Reach was born on Nov. 5, 1925 in Siluria. He joined the Navy at 18 years old in 1944 and served in WWII aboard the destroyer USS Stormes.
“Mr. Reach was on the gun deck when an enemy plane came into view through the smoke of battle,” Moore wrote as a part of his obituary. “When the suicide plane hit, Mr. Reach was only 30 to 35 feet from where it struck, but he escaped with only a piece of shrapnel in his leg.”
Moore asked her uncle what happened to the piece of shrapnel when it was removed from his leg.

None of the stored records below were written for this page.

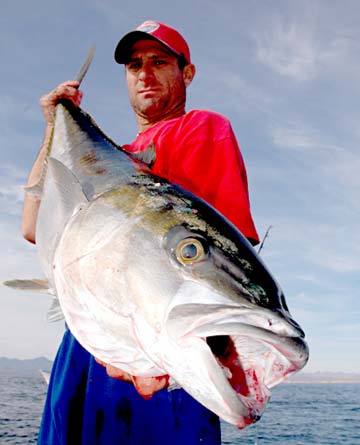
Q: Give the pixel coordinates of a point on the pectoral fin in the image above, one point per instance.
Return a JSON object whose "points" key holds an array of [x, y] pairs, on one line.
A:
{"points": [[35, 285]]}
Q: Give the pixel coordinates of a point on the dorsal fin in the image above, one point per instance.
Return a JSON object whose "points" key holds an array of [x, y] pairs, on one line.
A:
{"points": [[147, 156]]}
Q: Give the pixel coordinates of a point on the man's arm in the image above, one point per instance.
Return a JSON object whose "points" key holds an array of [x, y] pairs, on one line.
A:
{"points": [[67, 90], [146, 386]]}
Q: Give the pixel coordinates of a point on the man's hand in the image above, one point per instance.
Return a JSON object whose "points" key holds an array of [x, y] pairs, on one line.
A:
{"points": [[66, 90], [145, 386]]}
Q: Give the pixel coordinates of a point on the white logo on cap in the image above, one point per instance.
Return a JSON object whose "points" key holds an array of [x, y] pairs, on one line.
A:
{"points": [[148, 26]]}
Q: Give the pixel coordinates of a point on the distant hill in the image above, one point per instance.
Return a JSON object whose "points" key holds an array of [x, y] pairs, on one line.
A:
{"points": [[324, 377], [31, 367], [24, 368]]}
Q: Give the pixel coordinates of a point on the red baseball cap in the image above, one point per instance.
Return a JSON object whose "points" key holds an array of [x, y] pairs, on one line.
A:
{"points": [[164, 34]]}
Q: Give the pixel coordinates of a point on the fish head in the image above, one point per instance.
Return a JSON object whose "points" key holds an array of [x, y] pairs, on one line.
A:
{"points": [[232, 335]]}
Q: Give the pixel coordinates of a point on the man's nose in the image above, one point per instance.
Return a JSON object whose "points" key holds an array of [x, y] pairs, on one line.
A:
{"points": [[146, 72]]}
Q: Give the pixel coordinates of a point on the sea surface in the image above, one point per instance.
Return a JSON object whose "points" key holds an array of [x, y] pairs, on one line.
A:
{"points": [[298, 414]]}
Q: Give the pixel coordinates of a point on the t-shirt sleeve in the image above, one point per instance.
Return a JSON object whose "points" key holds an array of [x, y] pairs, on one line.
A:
{"points": [[208, 162]]}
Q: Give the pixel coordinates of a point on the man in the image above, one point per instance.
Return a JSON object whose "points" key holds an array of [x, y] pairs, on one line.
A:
{"points": [[197, 150]]}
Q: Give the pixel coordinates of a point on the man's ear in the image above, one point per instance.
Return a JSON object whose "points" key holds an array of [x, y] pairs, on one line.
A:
{"points": [[188, 74]]}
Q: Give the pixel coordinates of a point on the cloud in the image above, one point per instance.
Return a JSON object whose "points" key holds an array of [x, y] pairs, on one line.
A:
{"points": [[304, 48], [288, 48]]}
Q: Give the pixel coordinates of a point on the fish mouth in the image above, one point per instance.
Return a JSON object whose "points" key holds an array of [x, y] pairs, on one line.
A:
{"points": [[251, 353]]}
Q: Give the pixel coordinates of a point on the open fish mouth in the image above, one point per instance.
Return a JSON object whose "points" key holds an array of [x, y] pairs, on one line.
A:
{"points": [[250, 353]]}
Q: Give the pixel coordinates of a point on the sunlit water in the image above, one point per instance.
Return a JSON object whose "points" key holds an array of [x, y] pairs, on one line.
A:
{"points": [[297, 415]]}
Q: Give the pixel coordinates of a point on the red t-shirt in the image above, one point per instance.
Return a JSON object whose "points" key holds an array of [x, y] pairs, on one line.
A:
{"points": [[199, 152]]}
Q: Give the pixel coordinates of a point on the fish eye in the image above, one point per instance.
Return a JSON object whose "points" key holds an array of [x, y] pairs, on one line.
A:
{"points": [[190, 250]]}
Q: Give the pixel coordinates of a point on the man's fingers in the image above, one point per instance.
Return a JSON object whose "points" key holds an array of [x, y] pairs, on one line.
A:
{"points": [[66, 90], [147, 386], [117, 373]]}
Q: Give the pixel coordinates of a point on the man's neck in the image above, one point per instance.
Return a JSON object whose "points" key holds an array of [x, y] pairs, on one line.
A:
{"points": [[144, 122]]}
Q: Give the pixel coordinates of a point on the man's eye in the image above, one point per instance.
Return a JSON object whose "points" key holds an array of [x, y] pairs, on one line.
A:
{"points": [[133, 65], [160, 62]]}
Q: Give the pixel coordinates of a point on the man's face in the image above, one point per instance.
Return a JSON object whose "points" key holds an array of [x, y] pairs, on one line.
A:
{"points": [[155, 82]]}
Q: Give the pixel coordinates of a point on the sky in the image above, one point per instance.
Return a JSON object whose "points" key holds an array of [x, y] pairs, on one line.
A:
{"points": [[286, 73]]}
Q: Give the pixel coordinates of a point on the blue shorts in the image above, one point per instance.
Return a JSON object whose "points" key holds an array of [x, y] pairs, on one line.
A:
{"points": [[86, 407]]}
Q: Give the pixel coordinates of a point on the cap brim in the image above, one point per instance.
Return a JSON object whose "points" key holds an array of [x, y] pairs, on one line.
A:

“He told me he had a machinist on the ship make it into a ring. He said, ‘When I got home, I gave it to a girl. If I want anyone to know who that was, I’ll be the one to tell them.’ In other words, it wasn’t Aunt Beth,” Moore said, laughing.
Reach reenlisted in the Navy at the end of the Korean War. He spent three years on a tanker in the Panama Canal Zone. He was later transferred to the USS Randolph, an aircraft carrier involved in the Cuban Missile Crisis blockade.
The Randolph twice served as the primary pick-up vehicle for astronauts returning from the space flights, namely Virgil Grissom and John Glenn, Moore wrote.
“He served coffee to the first person that ever went to the moon when he dropped into the ocean,” said sister Frances Reach Watts, an Alabaster resident. “When he came aboard the ship, Wesley served him his first cup of coffee. He was a 30-year veteran, and had lots of interesting things happen to him.”
Reach then became a naval recruiter and was named Recruiter of the Year in 1967. He retired from the Navy in 1971. When Reach returned home, he and his wife, Beth, moved to Huntsville to be close to her family.
“He was a mighty good man, a good Christian man,” Watts said. “He was a fun-loving fellow. He was just a good fellow all around. We all adored him.”
Reach is survived by his wife of 62 years, Maybeth Turner Reach, Huntsville; daughter, Patty Reach McCarley (Scott); grandson, Wesley McCarley of Huntsville; sisters, Frances Reach Watts, and Adele “Tiny” Reach Kirkland of Alabaster, and many nieces and nephews.